Travel business owners have been hit so hard by the coronavirus pandemic and government travel restrictions that some face losing their homes, MPs have been told.
Mark Tanzer, chief executive of Abta, the travel association, told the Treasury Select Committee the government was “prepared to say that international travel is not going be restarting as originally envisaged”.
On Thursday 3 June the transport secretary, Grant Shapps, announced further tightening of travel restrictions. He moved Portugal, the only mainstream European destination on the quarantine-free “green list” to the “amber list” at four days’ notice. The move has triggered a chaotic airlift back from Faro airport, serving the Algarve.
Mr Tanzer said: “The summer season accounts for two-thirds of travel business and we’re in it, now, and no one is travelling.
“The secretary of state for transport said, ‘This will be travel, but not as you knew it’.
“Well, it’s not travel. We have, effectively, two countries on the ‘green list’ that you can go to: Iceland and Gibraltar, and they account for less than half of one per cent of travel.”
He said: “Travel companies are typically not well capitalised and they are operating on very low margins.
“Those that did take out loans, perhaps not seeing how this was going on for are now seeing the repayment of those, and I have real hardship stories behind the statistics of people who are not just losing their businesses, they’re losing their homes.
“Where they’ve taking mortgages out to fund the business, that’s now due.”
Mr Tanzer said the government should recognise the lower risk posed by fully vaccinated travellers by removing the demand for multiple tests even from “green” countries.
At present arrivals from Gibraltar must pay £30 in the British Overseas Territory for a pre-departure test, with a further £60 or more for a PCR test after arrival in the UK.
The Abta chief executive said: “I find it very difficult to understand why we have the highest vaccination rate, and yet we have the lowest amount of flights coming into and departing the country.
“We’d like to see the ‘traffic light’ system that was announced actually put into practice, and that countries that have high vaccination rates and low infection rates are treated on an equal basis to the UK.
“What we would like to see is more and more countries put into the green category and ultimately the testing requirement goes as well.”
Mr Tanzer rejected the notion that holidays in the UK could replace overseas trips. In 2019 there were more than 60 million visits abroad.
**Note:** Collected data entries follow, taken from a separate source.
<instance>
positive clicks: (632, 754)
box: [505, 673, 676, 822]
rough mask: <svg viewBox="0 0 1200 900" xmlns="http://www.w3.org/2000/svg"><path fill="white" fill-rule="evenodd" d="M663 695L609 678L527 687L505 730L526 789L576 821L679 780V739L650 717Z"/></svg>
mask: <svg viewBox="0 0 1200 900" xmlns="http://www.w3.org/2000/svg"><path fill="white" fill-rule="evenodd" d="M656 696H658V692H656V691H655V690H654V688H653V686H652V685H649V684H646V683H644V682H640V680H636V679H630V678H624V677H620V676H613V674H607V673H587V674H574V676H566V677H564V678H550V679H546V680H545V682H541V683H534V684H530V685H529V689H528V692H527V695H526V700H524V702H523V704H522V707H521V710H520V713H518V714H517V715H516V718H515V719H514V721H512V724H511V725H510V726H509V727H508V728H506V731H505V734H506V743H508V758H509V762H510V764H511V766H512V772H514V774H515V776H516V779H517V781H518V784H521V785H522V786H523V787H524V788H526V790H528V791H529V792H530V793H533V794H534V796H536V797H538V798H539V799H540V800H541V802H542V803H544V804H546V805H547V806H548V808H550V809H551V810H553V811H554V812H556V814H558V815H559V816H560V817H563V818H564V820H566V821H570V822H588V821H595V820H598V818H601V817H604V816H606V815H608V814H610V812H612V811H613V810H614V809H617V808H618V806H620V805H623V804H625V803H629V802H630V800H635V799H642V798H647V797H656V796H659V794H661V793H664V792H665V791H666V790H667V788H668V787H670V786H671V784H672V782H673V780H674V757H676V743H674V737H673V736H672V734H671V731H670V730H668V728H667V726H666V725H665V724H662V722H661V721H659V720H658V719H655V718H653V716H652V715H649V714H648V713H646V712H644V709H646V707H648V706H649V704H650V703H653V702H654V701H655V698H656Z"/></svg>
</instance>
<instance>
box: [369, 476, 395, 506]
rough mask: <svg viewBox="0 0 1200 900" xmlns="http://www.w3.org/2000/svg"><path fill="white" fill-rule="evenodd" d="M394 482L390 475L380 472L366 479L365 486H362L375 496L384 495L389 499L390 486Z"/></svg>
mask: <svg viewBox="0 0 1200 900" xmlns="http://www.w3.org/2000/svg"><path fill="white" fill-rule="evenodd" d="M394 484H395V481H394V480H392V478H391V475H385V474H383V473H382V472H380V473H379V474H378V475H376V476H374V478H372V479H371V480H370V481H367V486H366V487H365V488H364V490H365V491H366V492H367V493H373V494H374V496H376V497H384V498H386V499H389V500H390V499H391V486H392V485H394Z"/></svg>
“We haven’t really built the domestic infrastructure to take everybody who wants a holiday within the UK, and prices are going to be high because demand is outstripping supply,” he said.
“The idea that this could be in some way a substitute for international leisure travel isn’t realistic.
“They’re not substitute products. A holiday in the UK is a wonderful thing to have [but] it’s not the same as a holiday overseas and people want to have that experience.
“So I think the sooner we can get back to unrestricted travel for leisure and business the better.”
According to data from the International Air Transport Association (Iata), the UK has only 13 per cent of 2019 flights operating. Germany has almost three times as many, even though the UK’s vaccination rate is 40 per cent higher.
Announcing the increased travel restrictions last Thursday, Mr Shapps said: “The public has always known travel will be different this year and we must continue to take a cautious approach to reopening international travel in a way that protects public health and the vaccine rollout.”
He also warned against travel to anywhere apart from green list destinations.
“While we are making great progress in the UK with the vaccine rollout, we continue to say that the public should not travel to destinations outside the green list,” he said.